The rest of the weekend crawled by between calls to Oregon to give my parents updates on Claire, even though most of the time it was just me saying “Nothing’s changed” or “They’re still waiting to see what happens.” I should probably say to give my
dad
updates, because despite my mother’s continuing to fill my in-box with messages I didn’t open, she never once answered the phone at home. She also never asked to talk to me when I was on with Dad and she was in the room—speaking loud enough that I could hear her.

While Uncle Paul barely spent enough time at the house to make sure I hadn’t somehow knocked it down, Brucey, Tabs, and I finalized our plans with a to-do list full of problematic emails and a possible means of reaching Brooks that didn’t involve destroying the Veyron. One last trip to the hospital to assure Claire that everything was going well, and I set out for school Monday morning with a real smile and a plastic-wrapped chocolate cat cupcake. (I had to confiscate the recipe magazine for Tabs’ own good. We were nearing the point of sprinkles and/or glitter, and that was a step too far, even in the name of righteous vengeance.)

Reality had settled firmly into a new normal. When I pulled through Lowry’s security gate, no one snuck looks at me while pretending to read things on their clipboard. No one showed the annoyed, glazed suspicion that questioned whether I’d
pulled off the highway to ask for directions. That was the kind of thing reserved for used-to-be public school girls being dropped off in their father’s circa 1976 Ford pickup or being picked up by an overpierced and undertanned Goth whose attitude counted as a visible accessory. I was just another bleach-blond Lowry girl in a nice car. The only reason I even rated a blip on the guards’ radar was because one of them had to step out of the guardhouse to stick a permit on my windshield.

But on the inside … on the inside I was still me, and I was far more confused than I should have been.

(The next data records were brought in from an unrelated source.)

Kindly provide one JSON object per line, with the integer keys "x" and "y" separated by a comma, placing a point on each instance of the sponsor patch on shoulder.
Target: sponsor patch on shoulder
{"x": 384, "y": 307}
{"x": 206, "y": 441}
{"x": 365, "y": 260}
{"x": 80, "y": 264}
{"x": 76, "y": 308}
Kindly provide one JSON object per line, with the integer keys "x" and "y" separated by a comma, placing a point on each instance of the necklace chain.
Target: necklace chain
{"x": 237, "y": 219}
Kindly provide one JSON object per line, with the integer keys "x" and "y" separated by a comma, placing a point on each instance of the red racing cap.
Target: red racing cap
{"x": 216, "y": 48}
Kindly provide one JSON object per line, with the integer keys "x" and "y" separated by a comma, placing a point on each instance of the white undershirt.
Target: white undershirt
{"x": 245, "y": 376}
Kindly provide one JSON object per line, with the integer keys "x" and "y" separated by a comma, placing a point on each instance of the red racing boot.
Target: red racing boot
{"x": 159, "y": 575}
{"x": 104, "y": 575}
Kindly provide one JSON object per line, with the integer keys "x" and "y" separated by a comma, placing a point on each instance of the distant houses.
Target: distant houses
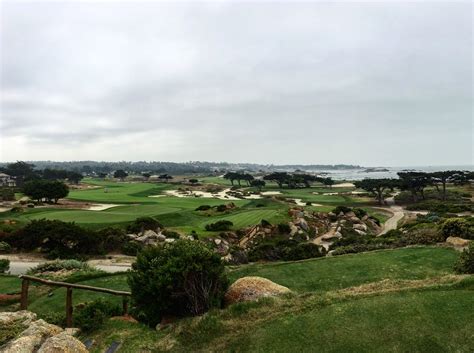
{"x": 7, "y": 180}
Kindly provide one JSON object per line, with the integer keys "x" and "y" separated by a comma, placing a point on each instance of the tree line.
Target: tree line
{"x": 416, "y": 183}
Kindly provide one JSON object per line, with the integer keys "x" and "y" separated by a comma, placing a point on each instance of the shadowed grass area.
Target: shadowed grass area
{"x": 337, "y": 272}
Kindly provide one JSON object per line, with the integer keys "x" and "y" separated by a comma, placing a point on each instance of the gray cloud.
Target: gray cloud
{"x": 380, "y": 83}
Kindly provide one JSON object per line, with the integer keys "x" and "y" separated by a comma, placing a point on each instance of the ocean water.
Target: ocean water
{"x": 391, "y": 172}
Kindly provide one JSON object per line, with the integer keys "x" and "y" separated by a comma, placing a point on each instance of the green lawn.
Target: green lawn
{"x": 412, "y": 321}
{"x": 316, "y": 275}
{"x": 330, "y": 273}
{"x": 434, "y": 318}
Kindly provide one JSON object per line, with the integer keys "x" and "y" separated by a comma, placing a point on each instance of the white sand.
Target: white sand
{"x": 222, "y": 195}
{"x": 268, "y": 193}
{"x": 100, "y": 206}
{"x": 343, "y": 185}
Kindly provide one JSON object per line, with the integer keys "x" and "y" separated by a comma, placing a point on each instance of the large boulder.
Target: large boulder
{"x": 38, "y": 335}
{"x": 457, "y": 243}
{"x": 252, "y": 288}
{"x": 63, "y": 343}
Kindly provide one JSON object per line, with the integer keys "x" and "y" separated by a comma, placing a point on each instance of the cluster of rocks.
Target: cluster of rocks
{"x": 38, "y": 335}
{"x": 152, "y": 237}
{"x": 253, "y": 288}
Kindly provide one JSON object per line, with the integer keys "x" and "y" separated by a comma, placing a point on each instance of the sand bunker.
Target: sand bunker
{"x": 100, "y": 206}
{"x": 222, "y": 195}
{"x": 343, "y": 185}
{"x": 269, "y": 193}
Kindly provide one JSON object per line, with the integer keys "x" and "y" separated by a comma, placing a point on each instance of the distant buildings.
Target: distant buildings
{"x": 6, "y": 180}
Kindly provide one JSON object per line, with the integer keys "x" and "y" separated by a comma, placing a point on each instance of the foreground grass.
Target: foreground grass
{"x": 316, "y": 275}
{"x": 403, "y": 300}
{"x": 430, "y": 318}
{"x": 338, "y": 272}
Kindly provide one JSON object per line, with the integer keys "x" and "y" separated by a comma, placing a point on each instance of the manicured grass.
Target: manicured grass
{"x": 55, "y": 301}
{"x": 414, "y": 321}
{"x": 9, "y": 284}
{"x": 330, "y": 273}
{"x": 316, "y": 275}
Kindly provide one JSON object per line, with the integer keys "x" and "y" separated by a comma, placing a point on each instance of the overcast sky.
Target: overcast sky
{"x": 374, "y": 83}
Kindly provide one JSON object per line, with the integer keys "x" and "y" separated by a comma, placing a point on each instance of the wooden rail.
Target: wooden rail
{"x": 69, "y": 286}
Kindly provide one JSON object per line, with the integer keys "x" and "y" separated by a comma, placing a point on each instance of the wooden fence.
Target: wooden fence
{"x": 69, "y": 286}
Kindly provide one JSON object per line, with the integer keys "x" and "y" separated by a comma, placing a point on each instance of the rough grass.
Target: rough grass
{"x": 434, "y": 317}
{"x": 331, "y": 273}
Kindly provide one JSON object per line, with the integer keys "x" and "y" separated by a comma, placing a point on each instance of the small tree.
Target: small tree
{"x": 120, "y": 174}
{"x": 258, "y": 183}
{"x": 180, "y": 279}
{"x": 465, "y": 262}
{"x": 377, "y": 187}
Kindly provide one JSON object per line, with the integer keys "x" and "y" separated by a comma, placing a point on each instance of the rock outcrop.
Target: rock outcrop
{"x": 38, "y": 335}
{"x": 458, "y": 243}
{"x": 253, "y": 288}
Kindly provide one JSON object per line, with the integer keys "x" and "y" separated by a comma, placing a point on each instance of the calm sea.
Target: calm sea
{"x": 359, "y": 174}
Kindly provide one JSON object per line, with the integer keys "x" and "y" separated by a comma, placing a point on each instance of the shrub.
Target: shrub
{"x": 171, "y": 234}
{"x": 359, "y": 212}
{"x": 58, "y": 265}
{"x": 284, "y": 228}
{"x": 303, "y": 251}
{"x": 91, "y": 316}
{"x": 342, "y": 209}
{"x": 457, "y": 227}
{"x": 4, "y": 265}
{"x": 7, "y": 194}
{"x": 221, "y": 208}
{"x": 5, "y": 248}
{"x": 131, "y": 248}
{"x": 179, "y": 279}
{"x": 112, "y": 238}
{"x": 57, "y": 239}
{"x": 465, "y": 263}
{"x": 425, "y": 236}
{"x": 203, "y": 208}
{"x": 143, "y": 223}
{"x": 219, "y": 226}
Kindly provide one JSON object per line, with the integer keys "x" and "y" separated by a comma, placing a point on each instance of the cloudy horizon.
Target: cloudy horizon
{"x": 378, "y": 83}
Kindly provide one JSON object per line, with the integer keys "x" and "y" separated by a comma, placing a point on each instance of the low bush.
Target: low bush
{"x": 458, "y": 227}
{"x": 285, "y": 249}
{"x": 465, "y": 263}
{"x": 440, "y": 207}
{"x": 4, "y": 265}
{"x": 131, "y": 248}
{"x": 425, "y": 236}
{"x": 284, "y": 228}
{"x": 203, "y": 208}
{"x": 91, "y": 316}
{"x": 112, "y": 238}
{"x": 5, "y": 248}
{"x": 219, "y": 226}
{"x": 7, "y": 194}
{"x": 178, "y": 279}
{"x": 144, "y": 223}
{"x": 359, "y": 212}
{"x": 221, "y": 208}
{"x": 66, "y": 270}
{"x": 342, "y": 209}
{"x": 303, "y": 251}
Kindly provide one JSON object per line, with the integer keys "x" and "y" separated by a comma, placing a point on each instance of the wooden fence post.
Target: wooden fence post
{"x": 69, "y": 307}
{"x": 24, "y": 294}
{"x": 124, "y": 305}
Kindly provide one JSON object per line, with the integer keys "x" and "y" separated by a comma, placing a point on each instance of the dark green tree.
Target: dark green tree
{"x": 377, "y": 187}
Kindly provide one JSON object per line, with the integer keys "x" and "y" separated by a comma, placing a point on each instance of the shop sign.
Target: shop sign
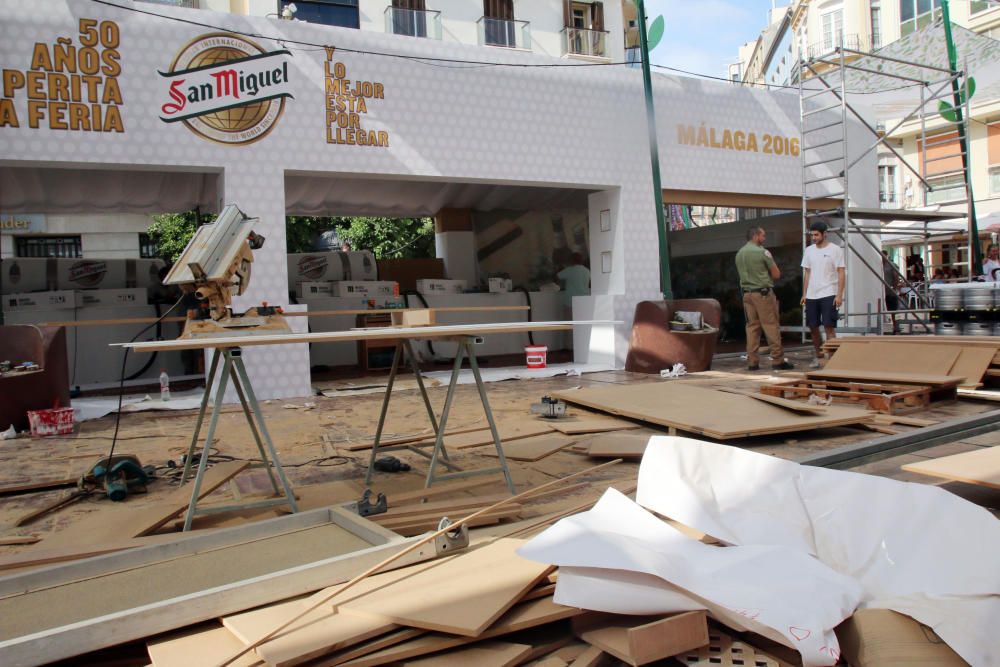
{"x": 226, "y": 88}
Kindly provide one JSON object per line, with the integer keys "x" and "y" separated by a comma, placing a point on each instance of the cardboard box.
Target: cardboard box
{"x": 367, "y": 288}
{"x": 307, "y": 289}
{"x": 109, "y": 298}
{"x": 439, "y": 286}
{"x": 884, "y": 638}
{"x": 59, "y": 300}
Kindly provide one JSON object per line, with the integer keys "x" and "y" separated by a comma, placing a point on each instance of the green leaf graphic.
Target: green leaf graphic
{"x": 655, "y": 33}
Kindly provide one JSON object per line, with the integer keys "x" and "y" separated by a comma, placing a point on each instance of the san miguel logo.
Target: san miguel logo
{"x": 226, "y": 88}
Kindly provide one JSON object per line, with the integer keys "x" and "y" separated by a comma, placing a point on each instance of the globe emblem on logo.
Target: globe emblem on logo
{"x": 236, "y": 115}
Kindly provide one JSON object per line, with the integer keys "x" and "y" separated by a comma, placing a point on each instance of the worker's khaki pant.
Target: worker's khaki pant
{"x": 762, "y": 313}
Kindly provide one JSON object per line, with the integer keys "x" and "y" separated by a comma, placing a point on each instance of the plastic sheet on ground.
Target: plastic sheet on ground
{"x": 913, "y": 548}
{"x": 98, "y": 406}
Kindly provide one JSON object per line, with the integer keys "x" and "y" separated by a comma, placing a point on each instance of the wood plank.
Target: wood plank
{"x": 381, "y": 333}
{"x": 794, "y": 406}
{"x": 617, "y": 445}
{"x": 522, "y": 616}
{"x": 484, "y": 654}
{"x": 198, "y": 645}
{"x": 894, "y": 358}
{"x": 972, "y": 364}
{"x": 535, "y": 448}
{"x": 455, "y": 597}
{"x": 641, "y": 640}
{"x": 880, "y": 376}
{"x": 705, "y": 411}
{"x": 577, "y": 424}
{"x": 980, "y": 467}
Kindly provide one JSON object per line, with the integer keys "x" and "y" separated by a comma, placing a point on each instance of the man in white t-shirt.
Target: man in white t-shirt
{"x": 823, "y": 280}
{"x": 991, "y": 266}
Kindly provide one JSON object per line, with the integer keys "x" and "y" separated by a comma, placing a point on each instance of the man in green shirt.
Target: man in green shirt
{"x": 757, "y": 275}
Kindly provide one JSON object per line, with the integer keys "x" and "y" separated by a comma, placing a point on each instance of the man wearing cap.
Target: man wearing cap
{"x": 757, "y": 275}
{"x": 823, "y": 280}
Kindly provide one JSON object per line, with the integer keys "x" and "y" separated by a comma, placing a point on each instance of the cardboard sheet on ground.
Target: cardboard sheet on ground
{"x": 98, "y": 406}
{"x": 782, "y": 593}
{"x": 913, "y": 548}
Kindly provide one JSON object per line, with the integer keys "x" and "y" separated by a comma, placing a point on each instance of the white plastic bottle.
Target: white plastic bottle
{"x": 164, "y": 385}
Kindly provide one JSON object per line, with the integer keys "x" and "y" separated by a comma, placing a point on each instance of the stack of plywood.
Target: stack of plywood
{"x": 928, "y": 360}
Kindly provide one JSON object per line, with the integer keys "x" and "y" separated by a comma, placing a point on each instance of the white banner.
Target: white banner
{"x": 234, "y": 83}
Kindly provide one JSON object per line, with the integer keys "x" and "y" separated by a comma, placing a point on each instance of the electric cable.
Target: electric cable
{"x": 121, "y": 383}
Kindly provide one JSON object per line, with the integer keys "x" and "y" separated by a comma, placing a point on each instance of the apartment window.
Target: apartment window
{"x": 916, "y": 14}
{"x": 833, "y": 29}
{"x": 343, "y": 13}
{"x": 876, "y": 18}
{"x": 67, "y": 247}
{"x": 148, "y": 249}
{"x": 887, "y": 184}
{"x": 950, "y": 188}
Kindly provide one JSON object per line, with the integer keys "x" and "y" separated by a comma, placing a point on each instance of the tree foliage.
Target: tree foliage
{"x": 387, "y": 238}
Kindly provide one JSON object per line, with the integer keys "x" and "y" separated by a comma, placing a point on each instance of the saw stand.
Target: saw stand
{"x": 439, "y": 454}
{"x": 234, "y": 369}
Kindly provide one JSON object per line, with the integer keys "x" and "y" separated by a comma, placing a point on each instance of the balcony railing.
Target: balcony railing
{"x": 581, "y": 42}
{"x": 863, "y": 43}
{"x": 413, "y": 22}
{"x": 502, "y": 32}
{"x": 190, "y": 4}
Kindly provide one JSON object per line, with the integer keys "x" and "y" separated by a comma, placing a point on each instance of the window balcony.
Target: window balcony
{"x": 829, "y": 45}
{"x": 581, "y": 42}
{"x": 413, "y": 22}
{"x": 504, "y": 33}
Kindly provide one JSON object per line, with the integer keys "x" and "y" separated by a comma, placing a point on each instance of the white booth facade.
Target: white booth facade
{"x": 146, "y": 108}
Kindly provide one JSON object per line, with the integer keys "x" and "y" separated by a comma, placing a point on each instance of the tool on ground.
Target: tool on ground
{"x": 391, "y": 464}
{"x": 122, "y": 475}
{"x": 215, "y": 266}
{"x": 365, "y": 506}
{"x": 550, "y": 408}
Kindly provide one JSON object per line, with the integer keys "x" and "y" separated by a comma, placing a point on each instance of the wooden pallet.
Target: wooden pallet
{"x": 888, "y": 398}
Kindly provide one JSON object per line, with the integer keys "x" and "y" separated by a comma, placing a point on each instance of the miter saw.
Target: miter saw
{"x": 214, "y": 267}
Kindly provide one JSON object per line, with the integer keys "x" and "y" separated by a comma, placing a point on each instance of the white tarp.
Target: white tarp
{"x": 913, "y": 548}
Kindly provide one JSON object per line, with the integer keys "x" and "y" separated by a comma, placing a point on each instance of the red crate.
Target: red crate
{"x": 55, "y": 421}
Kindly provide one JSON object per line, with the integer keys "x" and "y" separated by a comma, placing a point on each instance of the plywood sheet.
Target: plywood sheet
{"x": 972, "y": 364}
{"x": 862, "y": 375}
{"x": 456, "y": 597}
{"x": 980, "y": 467}
{"x": 199, "y": 646}
{"x": 483, "y": 654}
{"x": 576, "y": 424}
{"x": 895, "y": 358}
{"x": 705, "y": 411}
{"x": 532, "y": 449}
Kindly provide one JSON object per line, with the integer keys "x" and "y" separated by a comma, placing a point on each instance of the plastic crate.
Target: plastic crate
{"x": 54, "y": 421}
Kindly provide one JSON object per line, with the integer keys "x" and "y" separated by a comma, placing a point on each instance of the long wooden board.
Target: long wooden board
{"x": 980, "y": 467}
{"x": 382, "y": 333}
{"x": 456, "y": 597}
{"x": 704, "y": 411}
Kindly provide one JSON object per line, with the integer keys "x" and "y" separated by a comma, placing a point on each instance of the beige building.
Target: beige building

No matter how many pep talks I gave myself, that annoying seed of … I don’t even know what to call it. Maybe compassion, maybe understanding, or maybe it was the first hint that I was falling off that ledge Tabs kept warning me about, but it was the same feeling that had manifested when I was sitting next to Brooks in his garage hiding from raindrops. I actually felt bad about what I was planning, and that was a feeling I couldn’t tolerate. It made me want to toss the cupcake in the nearest garbage can and tell Brooks he needed to contact those two college recruiters before he missed them both and had no way to escape his dad.

I pulled my Mustang into an empty spot near the fence and slammed the door, hoping if I chipped the paint it would generate enough anger to pull me through the homestretch. But that idea didn’t last five seconds past my feet hitting the asphalt.

“Dinah!”

I knew the voice without turning around, and honestly, that was my first impulse. I wanted to spin right there in the middle of the parking lot and smile at Dex when he called my name.
(And for a girl who usually has to make a conscious decision to turn her lips up, that’s a weird feeling.) I wanted to walk to the building with him the same way we’d covered most of the school my first day, but I couldn’t. I had to be upset with him for not sticking around to defend his best friend at the mall. Which meant that at the same moment I was reminding myself to loathe Brooks’ very existence, I had to pretend to be completely on his side.